I’m still healthy, active, and vital.

But I never suspected what large chunks of time and energy excursions to these various repair shop trips would dominate. Even that so much of our social life is taken up with what some friends laughingly call “organ recital.”

And that funerals and memorial services would comprise much of said social life.

As a young, even middle-aged person, I had little idea of what aging would bring.

And having such physically healthy parents gave me the illusion that I would remain so until--when? 

The when is now. The body keeps the score, as the excellent book with that title (Bessel Van der Kolk) reminds us, stating A constant sense of danger and helplessness promotes the continuous secretion of stress hormones, which wreaks havoc with the immune system and the functioning of the body’s organs.

Hmm. I definitely don’t want that to happen.

So, what to do, faced with my almost 82 years, my inevitable aging, the body’s inevitable decline?

Be grouchy and regretful that my youth is behind me, maintain some delusion that I’ll be spared any of a number of ailments, accidents, needs for patching up, that will bring me to even more repair shops? Grasp onto the many comments I receive registering surprise that I’m the age I say I am?  Allowing those stress hormones to hijack what remains of my life?

Or embrace uncertainty, fragility, reality.

It’s a delicate dance. I suddenly remember the mantra I’ve long espoused--“Live every day like it’s your last. Live every day like you will live forever.” As usual, paradox is what makes the most sense. There is the inescapable reality of my almost 82 years, maybe a decade, hopefully more, left to live--but also the facing of the bumpy road of inevitability, of surprise.

I could trip over a curb, slip on an icy patch, be in the path of an oncoming car, get another blood test that, this time, shows serious illness--tomorrow--or any day in the future. My commitment to healthy living gives no insurance I will be spared.

So, I will continue my trips to these various repair shops, offering my body the mending it needs, no matter the travel or frustration, no matter my wish for it to be otherwise. I will try to embrace, even to love, the aging me, the surprising new iteration of Sharon--and even try to experience some enjoyment exploring this virgin terrain.

 

                                                     *******************


I’ll be offering a writing/exploring workshop at Wisdom House in Litchfield, CT on March 13, “Isn’t It Weird to Be the Same Age As Old People,”https://www.wisdomhouse.org/program-calendar/isnt/it/weird!
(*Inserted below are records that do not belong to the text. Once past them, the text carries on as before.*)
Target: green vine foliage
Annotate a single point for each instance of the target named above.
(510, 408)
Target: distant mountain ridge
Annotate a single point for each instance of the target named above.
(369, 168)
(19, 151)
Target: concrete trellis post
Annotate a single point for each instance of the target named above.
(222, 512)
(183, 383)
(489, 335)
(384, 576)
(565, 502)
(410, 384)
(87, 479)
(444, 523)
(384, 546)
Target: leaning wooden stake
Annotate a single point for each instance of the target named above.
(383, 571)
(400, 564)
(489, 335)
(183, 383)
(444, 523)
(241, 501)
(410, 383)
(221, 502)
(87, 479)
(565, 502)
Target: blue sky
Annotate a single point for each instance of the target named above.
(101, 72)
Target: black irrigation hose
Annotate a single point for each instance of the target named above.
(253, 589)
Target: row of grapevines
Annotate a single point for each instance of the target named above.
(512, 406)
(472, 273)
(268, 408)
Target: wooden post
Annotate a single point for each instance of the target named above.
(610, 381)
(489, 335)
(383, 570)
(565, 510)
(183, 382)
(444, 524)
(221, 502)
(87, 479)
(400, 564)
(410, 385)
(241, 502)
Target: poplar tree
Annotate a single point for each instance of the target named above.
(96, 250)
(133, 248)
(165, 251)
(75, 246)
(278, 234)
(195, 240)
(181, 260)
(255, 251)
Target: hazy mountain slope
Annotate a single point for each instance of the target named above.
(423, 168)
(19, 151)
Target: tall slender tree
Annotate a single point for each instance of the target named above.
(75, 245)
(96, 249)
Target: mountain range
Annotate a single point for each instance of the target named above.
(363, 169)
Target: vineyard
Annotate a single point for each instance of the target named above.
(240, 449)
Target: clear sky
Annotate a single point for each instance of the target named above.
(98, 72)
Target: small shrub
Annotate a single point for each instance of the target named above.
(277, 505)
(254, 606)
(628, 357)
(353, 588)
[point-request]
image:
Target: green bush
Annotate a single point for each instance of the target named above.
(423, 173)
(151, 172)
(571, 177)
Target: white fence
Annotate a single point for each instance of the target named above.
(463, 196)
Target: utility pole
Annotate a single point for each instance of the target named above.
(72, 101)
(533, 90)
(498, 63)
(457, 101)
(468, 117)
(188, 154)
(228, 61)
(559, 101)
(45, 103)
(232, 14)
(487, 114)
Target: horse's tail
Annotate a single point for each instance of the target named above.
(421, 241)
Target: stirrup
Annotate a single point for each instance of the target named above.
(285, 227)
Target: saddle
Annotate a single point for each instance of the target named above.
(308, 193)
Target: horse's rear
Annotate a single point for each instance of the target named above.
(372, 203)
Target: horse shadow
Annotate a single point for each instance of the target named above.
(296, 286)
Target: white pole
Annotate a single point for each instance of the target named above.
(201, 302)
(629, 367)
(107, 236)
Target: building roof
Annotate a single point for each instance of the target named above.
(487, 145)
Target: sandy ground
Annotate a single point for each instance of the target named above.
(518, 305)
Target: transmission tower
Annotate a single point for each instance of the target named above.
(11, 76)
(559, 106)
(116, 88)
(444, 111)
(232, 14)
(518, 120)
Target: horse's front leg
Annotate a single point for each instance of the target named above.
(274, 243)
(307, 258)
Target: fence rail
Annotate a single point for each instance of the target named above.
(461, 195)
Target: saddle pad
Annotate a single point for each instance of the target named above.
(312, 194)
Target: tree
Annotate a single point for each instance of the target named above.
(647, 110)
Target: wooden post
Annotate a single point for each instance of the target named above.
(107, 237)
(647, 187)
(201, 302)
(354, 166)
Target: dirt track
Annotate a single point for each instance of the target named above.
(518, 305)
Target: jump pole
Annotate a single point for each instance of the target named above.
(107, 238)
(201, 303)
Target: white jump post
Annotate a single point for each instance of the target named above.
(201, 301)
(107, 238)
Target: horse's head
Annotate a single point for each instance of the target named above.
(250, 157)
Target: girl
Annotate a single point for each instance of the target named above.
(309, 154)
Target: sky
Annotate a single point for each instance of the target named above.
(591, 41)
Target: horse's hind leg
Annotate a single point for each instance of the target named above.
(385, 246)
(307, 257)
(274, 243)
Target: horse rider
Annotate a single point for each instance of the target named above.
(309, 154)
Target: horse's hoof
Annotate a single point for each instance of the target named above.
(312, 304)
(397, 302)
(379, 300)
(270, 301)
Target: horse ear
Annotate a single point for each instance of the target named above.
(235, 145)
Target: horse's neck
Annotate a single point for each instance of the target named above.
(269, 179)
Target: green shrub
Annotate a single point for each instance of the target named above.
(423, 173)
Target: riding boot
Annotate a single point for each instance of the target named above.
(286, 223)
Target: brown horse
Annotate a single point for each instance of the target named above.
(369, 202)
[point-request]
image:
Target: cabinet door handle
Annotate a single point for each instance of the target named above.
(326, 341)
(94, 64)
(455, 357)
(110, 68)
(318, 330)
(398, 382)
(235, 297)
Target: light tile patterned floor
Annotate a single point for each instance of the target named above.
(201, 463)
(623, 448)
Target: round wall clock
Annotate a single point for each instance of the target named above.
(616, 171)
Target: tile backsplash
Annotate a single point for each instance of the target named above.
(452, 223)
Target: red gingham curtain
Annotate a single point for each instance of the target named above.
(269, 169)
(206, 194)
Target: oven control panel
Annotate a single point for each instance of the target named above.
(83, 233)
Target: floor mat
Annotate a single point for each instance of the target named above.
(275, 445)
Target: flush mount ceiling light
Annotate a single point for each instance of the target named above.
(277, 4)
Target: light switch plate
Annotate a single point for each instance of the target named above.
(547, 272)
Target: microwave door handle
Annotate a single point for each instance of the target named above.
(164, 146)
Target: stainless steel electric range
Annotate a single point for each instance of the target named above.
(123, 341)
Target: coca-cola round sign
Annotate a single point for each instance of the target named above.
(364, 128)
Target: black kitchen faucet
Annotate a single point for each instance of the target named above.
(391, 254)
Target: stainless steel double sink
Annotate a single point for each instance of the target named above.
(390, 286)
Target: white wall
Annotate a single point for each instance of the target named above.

I leave at the end of January for a month’s residency at my beloved Virginia Center for the Creative Arts, where I’ll be working on new poems--most likely, about aging, since I’m developing such expertise on this subject

And PS: Bone density showed I have osteoporosis of the hip, which means an hour and a half Reclast infusion when I return from my residency. Bones look like swiss cheese in the readout I saw.

But I’m thrilled to have signed a contract for my third full-length poetry collection, “What’s After Making Love,” with Fernwood Press-- I’ll be 83 when it comes out---it’s pretty much the story of my life in poems.